Jack’s Camp is a homage to the late Jack Bousfield, who’s eye for a perfect location is echoed in this position on the edge of the shimmering salt pans. It was voted No. 1 in the Condé Nast readers’ poll of safari camps, and when you experience the stylish tented suites, complete with plunge pools and even a mini-museum of the San people’s lives, you’ll understand the uniqueness of it.
As one of the original camps in the area, established some 20 years ago, it is well noted for expertise in offering a complete safari experience, with guides (San and others) who understand the elusive nature of some of the rare animals you might see on these grassy plains. This includes the rare brown hyena and ‘armoured’ aardvark. In 2003, Jack’s son Ralph and his partner Catherine renovated the camp to ensure it maintains its regal atmosphere, and they continue to oversee the standards that have impressed many visitors.
Makgadikgadi is an extraordinary place and an intriguing day trip by quad bike. It’s surrounded by a vast plain of grasslands that come alive in the rainy seasons (year-end), attracting a formidable array of wildlife that is best seen by organized game drives or bush walks.
San Camp is a more romantic affair, though equally comfortable with its colonial era mess tent. This camp only opens during the dry season (16 April to 15 October), sits right on the edge of the salt pans, and affords the visitor that great wide-open-space feeling that these African plains are famous for.

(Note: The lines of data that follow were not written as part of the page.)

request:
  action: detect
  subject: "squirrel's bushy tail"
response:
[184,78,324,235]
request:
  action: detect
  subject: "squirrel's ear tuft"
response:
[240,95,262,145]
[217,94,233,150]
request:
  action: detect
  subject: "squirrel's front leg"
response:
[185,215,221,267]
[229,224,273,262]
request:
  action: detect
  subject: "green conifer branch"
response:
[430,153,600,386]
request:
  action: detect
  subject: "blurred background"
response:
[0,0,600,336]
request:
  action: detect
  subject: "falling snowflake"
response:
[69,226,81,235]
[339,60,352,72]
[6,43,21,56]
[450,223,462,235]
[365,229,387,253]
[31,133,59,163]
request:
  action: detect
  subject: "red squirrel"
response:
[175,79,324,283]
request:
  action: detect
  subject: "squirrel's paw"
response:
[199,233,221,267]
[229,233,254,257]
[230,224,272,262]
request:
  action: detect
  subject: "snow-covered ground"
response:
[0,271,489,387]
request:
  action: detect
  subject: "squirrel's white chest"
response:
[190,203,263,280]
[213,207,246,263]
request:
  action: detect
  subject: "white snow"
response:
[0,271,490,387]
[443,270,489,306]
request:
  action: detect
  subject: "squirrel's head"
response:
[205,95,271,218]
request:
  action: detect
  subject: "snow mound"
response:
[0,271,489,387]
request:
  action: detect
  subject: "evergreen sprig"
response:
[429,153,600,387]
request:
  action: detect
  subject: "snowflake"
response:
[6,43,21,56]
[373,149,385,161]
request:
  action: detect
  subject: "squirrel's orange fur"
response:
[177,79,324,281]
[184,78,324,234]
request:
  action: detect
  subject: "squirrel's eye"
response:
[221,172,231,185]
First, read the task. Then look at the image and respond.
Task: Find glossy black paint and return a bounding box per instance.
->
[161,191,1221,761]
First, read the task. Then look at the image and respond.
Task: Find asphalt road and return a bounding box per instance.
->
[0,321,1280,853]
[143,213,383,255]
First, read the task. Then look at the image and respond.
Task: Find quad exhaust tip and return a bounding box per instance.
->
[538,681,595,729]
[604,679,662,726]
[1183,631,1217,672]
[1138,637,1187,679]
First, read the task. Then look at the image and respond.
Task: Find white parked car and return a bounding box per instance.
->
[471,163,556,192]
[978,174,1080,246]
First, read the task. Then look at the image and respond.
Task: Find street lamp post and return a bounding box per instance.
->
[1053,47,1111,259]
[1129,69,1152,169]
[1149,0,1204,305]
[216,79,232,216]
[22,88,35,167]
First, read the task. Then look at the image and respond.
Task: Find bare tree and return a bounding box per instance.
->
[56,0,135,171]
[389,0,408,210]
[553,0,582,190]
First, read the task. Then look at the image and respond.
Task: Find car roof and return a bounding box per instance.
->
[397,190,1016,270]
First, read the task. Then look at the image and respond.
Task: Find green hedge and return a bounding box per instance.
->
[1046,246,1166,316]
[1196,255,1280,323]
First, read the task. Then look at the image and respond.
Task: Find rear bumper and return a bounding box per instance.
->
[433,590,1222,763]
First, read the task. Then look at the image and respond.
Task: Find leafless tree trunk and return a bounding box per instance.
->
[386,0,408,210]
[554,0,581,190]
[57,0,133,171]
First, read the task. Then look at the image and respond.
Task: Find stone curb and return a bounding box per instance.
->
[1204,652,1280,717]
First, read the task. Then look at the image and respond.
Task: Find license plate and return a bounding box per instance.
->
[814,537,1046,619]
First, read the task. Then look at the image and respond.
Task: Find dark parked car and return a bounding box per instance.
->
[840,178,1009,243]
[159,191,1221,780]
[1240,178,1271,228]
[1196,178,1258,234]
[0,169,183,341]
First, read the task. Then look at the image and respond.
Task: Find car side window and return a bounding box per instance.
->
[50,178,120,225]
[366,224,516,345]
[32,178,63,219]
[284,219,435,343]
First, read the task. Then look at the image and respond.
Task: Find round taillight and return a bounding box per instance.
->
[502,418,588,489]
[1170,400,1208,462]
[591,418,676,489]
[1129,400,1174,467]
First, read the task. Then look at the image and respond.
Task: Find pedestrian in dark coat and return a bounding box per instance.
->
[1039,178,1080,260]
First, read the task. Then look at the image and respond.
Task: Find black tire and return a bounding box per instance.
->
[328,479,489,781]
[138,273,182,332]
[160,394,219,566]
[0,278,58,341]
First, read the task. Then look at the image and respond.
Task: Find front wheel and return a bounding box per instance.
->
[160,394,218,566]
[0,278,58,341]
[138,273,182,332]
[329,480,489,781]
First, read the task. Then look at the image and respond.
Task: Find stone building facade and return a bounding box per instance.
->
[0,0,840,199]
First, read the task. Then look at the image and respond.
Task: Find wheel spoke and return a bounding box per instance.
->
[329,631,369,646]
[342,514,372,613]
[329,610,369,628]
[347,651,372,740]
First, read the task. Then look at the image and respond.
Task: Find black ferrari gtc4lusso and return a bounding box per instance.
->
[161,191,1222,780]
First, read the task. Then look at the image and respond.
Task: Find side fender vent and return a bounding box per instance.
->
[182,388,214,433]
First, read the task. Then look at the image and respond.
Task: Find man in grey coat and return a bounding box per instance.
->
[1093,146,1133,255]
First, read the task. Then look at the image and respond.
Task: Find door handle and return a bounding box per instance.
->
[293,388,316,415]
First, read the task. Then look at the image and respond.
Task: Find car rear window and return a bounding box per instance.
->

If you are enchanted by meerkats, you’ll be delighted by their antics as they dart around, stopping to ‘stand up’ and keep an eye on their ‘guests’. Come at the right time of the year and the rains attract all sorts of animals, including wildebeest, zebra and great white pelicans.
This is one of the few camp concessions adjacent to this unique part of the Makgadikgadi Pans Game Reserve. To further minimise the impact, the entire camp is run off solar energy.
The choice family destination of the three is certainly Planet Baobab, which is famed for having the coolest and largest pool, as well as the funkiest bar and restaurant in the whole of the Kalahari. On the road from Francistown to Maun, you can’t miss this camp for the giant anteater statue and its colourful rondavels.
There’s a certain sense of humour to this camp – no tents – with a choice of activities to keep the kids amused. It’s a traditionally styled ‘Kalanga’ village, more in touch with the locals than the colonials, and it sits in the acacia thicket among giant baobab trees that are the true star of the show in this corner of the desert.
Elephants show up daily by the dozens at the nearby watering hole, and game walks and drives in the rainy season never disappoint the camera.
Finally, the recently redesigned Kalahari Camp is the low-key, relaxing, alternative to round out your choice. It’s quiet, unpretentious and offers a similar experience and game viewing opportunities as the other three.
Perfect for families, the camp has prime position on the salt pans and is decorated in an eclectic style of local and colonial influences. One particular attraction in the vicinity is one of the largest baobabs on record, which is no mean feat if one considers that they are the largest species of tree on earth.
Ongoing research into the brown hyena and meerkats, along with a respectful approach to the San’s culture, set these camps apart from the rest.